Some critics, including Alison Lurie in The New York Times, found the book witty; on the 25th anniversary of its publication in 2008, Sandra Tsing Loh wrote admiringly in the Atlantic of “this snide, martini-dry American classic.” But other critics were harsh, including James Fallows in the Washington Monthly, who called it “one long, mean-spirited sneer.”
In “BAD, or: The Dumbing of America” (1991), Fussell was unremittingly sarcastic, listing alphabetically many aspects of modern life that he found crass. “Bad,” he wrote, “is something like dog-do on the sidewalk, or a failing grade, or a case of scarlet fever — something no one ever said was good. BAD is different. It is something phony, clumsy, witless, untalented, vacant, or boring that many Americans can be persuaded is genuine, graceful, bright or fascinating.”
The son of a corporate lawyer, he was born Paul Fussell Jr. in Pasadena, Calif., on March 22, 1924. After completing his military service — which earned him a Bronze Star and two Purple Hearts — he graduated from Pomona College in 1947 and moved to the East Coast “as a rebuke to California” and the stultifying upper-middle-class milieu he grew up in. He went on to Harvard, where he earned a master’s and a doctorate in English, and an academic career teaching at Connecticut College, Rutgers and the University of Pennsylvania.
He wrote conventional academic books — on poetry, Walt Whitman and Samuel Johnson — before creating what he later termed his “accidental masterpiece,” the study of World War I’s cultural impact.
“The Great War and Modern Memory” sought to demythologize combat by calling attention to such inconvenient truths as tactical errors, deserters and the smell of rotting corpses. He relied in particular on the accounts of “true testifiers” such as poet Robert Graves, who was severely wounded at the bloody Battle of the Somme.
“I think people who haven’t been through it are unfit to write military history because what happens in close combat is absolutely unknowable,” he told the London Guardian in 2004. “The temptation to run away, especially if you’re a leader of troops, almost never gets a look. … It’s a struggle about manhood as well as a struggle to keep from being hit from flying metal.”

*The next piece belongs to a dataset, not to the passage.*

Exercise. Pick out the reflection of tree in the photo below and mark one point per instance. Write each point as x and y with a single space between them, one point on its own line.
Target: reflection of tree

Both a commercial and critical success, “The Great War” made “profound and far-reaching” claims for the meaning of war that “set the agenda for most of the criticism that has followed him,” Vincent B. Sherry wrote in “The Cambridge Companion to the Literature of the First World War.”

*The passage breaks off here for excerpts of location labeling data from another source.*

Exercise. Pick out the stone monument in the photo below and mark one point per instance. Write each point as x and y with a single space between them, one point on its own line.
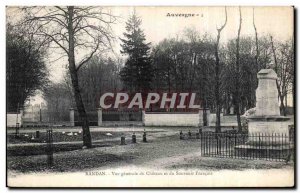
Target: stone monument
266 118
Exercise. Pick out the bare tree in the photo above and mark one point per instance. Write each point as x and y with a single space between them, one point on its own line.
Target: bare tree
79 32
254 79
284 68
237 94
217 76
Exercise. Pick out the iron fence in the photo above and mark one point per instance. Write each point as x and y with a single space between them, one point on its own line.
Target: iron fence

Fussell’s first marriage, to writer Betty Fussell, ended in divorce. (She wrote disparagingly of him in “My Kitchen Wars,” a 1999 memoir.) He is survived by his second wife, Harriette Behringer, whom he married in 1987; two children from his first marriage, Sam and Rosalind Fussell; four stepchildren, Cole, Rocklin, Marcy and Liese Behringer; a sister, Florence Fussell-Lind; 10 step-grandchildren; and six step-great-grandchildren.